A Man For All Seasons: How Transferrable Are The Skills and Experiences of Salespeople?
At the height of the dotcom boom in the late 1990’s (remember that?) one of my dotcom customers (thirty employees with VC backing and a high “burn-rate”) enthused to me about a salesperson he had just employed. This new employee was going to “set the world on fire”! He was going to “hit the ball right out of the park”! Wow!
Within three months he was gone and my customer was the best part of £75,000 poorer as a result and mightily chastened.
¿Qué ha pasado?
My customer was an early stage VC invested software and services company with one early adopter customer. The selling they needed to undertake was to acquire all new name business. Other than the early adopter, they had no customers, no accounts. It was all pioneering. There was no company infrastructure of which to speak: three founders, all technical, a sales manager, a secretary and the rest mostly developers and some project managers.

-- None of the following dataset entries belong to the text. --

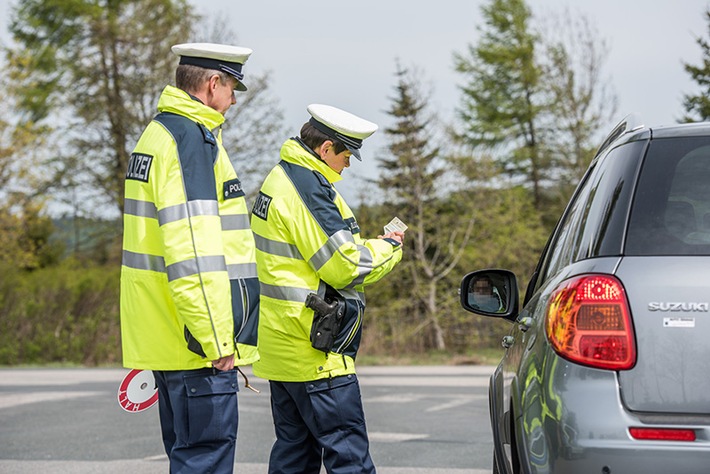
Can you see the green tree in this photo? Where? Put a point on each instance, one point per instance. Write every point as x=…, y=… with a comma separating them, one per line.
x=411, y=178
x=93, y=70
x=697, y=106
x=582, y=102
x=501, y=101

Into this, my customer had hired someone whose whole working life had been working as an Account Manager in a major blue-chip technology multi-national behemoth. He had an excellent track record with great interpersonal skills, deep domain knowledge and had always made and mostly exceeded his target.
His motivation for a change was to seek a fresh challenge; in this respect he certainly succeeded!
My customer’s motivation was to bring on board a “real heavyweight”; in this respect they also succeeded!
Here is a “fly-on-the-wall listen-in” to an edited conversation the new salesperson had with his sales manager.
New Salesperson (NS) “Who does our telemarketing”?
Sales Manager (SM) “You do”;
NS: “Who runs our marketing campaigns?
SM: “You do”;
NS: “Who develops our marketing materials and presentations”?
SM: “You do. You have a laptop with a full set of applications including a CRM and both office and mobile 'phones. You have a company car. You can walk over to our CTO if you have technical and/or product questions, what more do you need"?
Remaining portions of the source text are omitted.